Monday, January 3, 2011

1/3 Kundera on Beethoven Op.110

Milan Kundera writes about Beethoven's late piano sonata Opus 110:

The Dream of Total Heritage in Beethoven (excerpt)

"...The op.110 sonata amazes me even more (than the Op.106): the fugue is part of the third (final) movement; it is introduced by a short passage of a few bars marked recitative (the melody loses its song-like quality here and becomes speech)... Then comes a composition in four parts. The 1st: an arioso (entirely homophonic, a melody una corda (softly) accompanied by chords in the left hand, mood classically serene); the 2nd: a fugue; 3rd: a variation on that arioso (the same melody turns expressive, plaintive; the mood romantically torn apart); the 4th: a continuation of that fugue, with the theme inverted (it moves from piano to forte and in the four last bars becomes entirely homophonic, without a trace of polyphony).

So within its brief ten-minute span, this third movement (including its short recitative prologue) is notable for its extraordinary heterogeneity of emotion and form; yet the listener does not realize this, because the complexity seems so natural and simple. (Let that be a lesson: the formal innovations of the great masters always have a certain discreetness about them; such is true perfection; only among the small masters does novelty seek to call attention to itself.)

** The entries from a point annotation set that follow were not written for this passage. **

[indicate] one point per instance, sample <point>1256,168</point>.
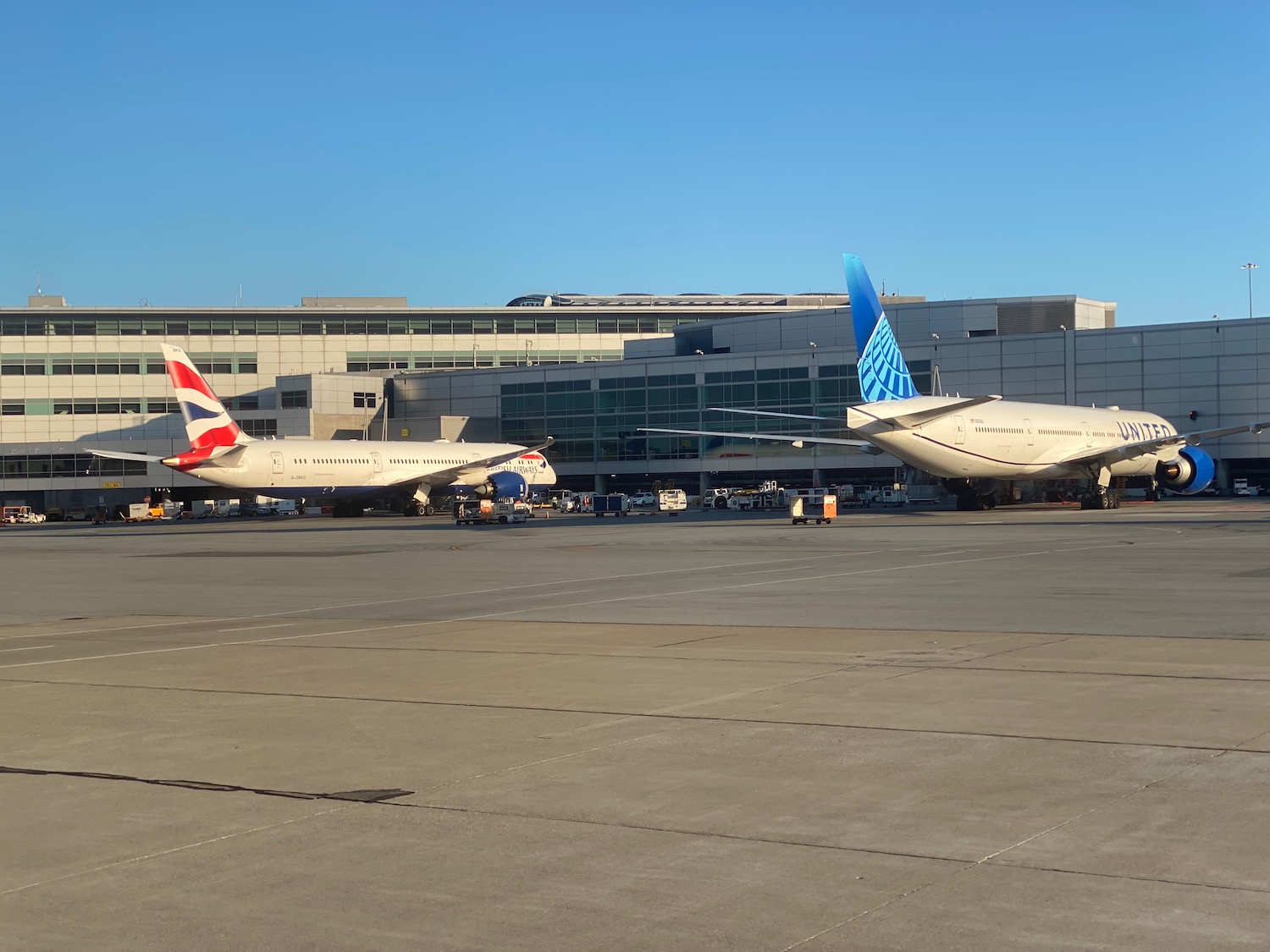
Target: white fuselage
<point>1008,439</point>
<point>304,469</point>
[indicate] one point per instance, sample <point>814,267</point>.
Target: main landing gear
<point>1100,498</point>
<point>1099,494</point>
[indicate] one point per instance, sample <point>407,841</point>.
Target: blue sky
<point>464,154</point>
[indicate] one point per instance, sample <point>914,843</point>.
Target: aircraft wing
<point>439,477</point>
<point>863,444</point>
<point>1175,439</point>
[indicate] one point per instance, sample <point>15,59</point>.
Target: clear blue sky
<point>462,154</point>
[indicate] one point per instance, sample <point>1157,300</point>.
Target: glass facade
<point>36,466</point>
<point>114,365</point>
<point>64,325</point>
<point>362,362</point>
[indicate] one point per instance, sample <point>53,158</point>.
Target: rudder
<point>881,368</point>
<point>207,421</point>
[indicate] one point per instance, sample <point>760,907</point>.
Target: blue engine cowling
<point>1190,472</point>
<point>503,485</point>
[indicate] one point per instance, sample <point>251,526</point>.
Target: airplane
<point>973,443</point>
<point>343,471</point>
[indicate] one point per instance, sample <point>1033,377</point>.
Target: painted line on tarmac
<point>175,622</point>
<point>622,576</point>
<point>220,644</point>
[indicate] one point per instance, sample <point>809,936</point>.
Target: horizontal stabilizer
<point>861,444</point>
<point>136,457</point>
<point>772,413</point>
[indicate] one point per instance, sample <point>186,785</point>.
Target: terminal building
<point>588,371</point>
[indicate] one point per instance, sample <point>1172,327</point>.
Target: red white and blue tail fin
<point>207,423</point>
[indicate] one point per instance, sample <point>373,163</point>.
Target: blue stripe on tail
<point>883,373</point>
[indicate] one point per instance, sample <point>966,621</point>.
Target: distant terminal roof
<point>695,299</point>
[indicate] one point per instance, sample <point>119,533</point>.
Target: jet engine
<point>1189,474</point>
<point>502,485</point>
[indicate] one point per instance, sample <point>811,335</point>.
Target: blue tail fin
<point>883,373</point>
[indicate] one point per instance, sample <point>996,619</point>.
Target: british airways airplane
<point>337,470</point>
<point>975,442</point>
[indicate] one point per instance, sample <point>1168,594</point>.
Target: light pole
<point>1250,268</point>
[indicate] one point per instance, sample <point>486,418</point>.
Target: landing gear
<point>973,495</point>
<point>975,503</point>
<point>1100,498</point>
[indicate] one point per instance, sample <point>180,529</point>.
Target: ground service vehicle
<point>615,503</point>
<point>472,512</point>
<point>20,515</point>
<point>672,500</point>
<point>508,510</point>
<point>822,507</point>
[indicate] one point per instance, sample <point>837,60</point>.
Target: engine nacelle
<point>502,485</point>
<point>1189,474</point>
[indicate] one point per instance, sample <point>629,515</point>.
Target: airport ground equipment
<point>820,504</point>
<point>672,500</point>
<point>614,503</point>
<point>510,510</point>
<point>474,512</point>
<point>20,515</point>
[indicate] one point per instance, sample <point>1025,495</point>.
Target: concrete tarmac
<point>1035,728</point>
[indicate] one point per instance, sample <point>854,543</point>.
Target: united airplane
<point>342,471</point>
<point>975,442</point>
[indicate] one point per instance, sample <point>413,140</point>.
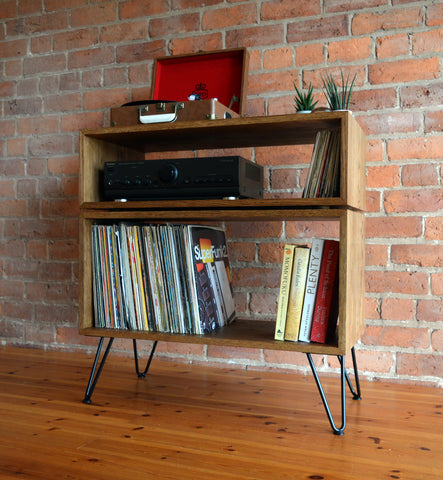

Bringing the fugue (the model form of polyphony) into the sonata (the model form of classical music), Beethoven seems to have laid his hand on the scar left by the passage between two great periods: the one stretching from the earliest polyphony in the twelfth century up to Bach, and the next one grounded in what we have come to term “homophony.” As if he had wondered: is the legacy of polyphony still mine?... and how could the serene spirit of polyphony resist the emotional subjectivity of the music born of classicism? can two such opposite conceptions of music co-exist? ...I imagine that Beethoven wrote his sonatas dreaming he was heir to the whole of European music since its beginnings."

Piano Sonata Op. 110 3rd Movement - Rudolf Serkin 1987
Adagio intro at 0:00
Recitative starts at 0:30 
Arioso at 1:26
Fugue at 3:22
Arioso Var 6:00
Fugue continued 8:26



Interesting thoughts.  Beethoven is usually credited as bridging the classical and the romantic periods in classical music, but Kundera later here gives B. credit for summing up the whole history of music in one miovement (kind of)!  Actually B goes right up to the present IMHO - some late Beethoven works certainly fit right in with Prokofiev and Bartok...not to mention the recent Stockhausen/Beethoven double concert....

More on this endlessly fascinating piano sonata in some previous posts here and here.

1 comment:

  1. That performance of the last movement of Op.110 is tremendous. He is living through the music as in his ever changing expressions. I am fascinated by this sonata, which seems to say so much of Beethoven's life. Many thanks.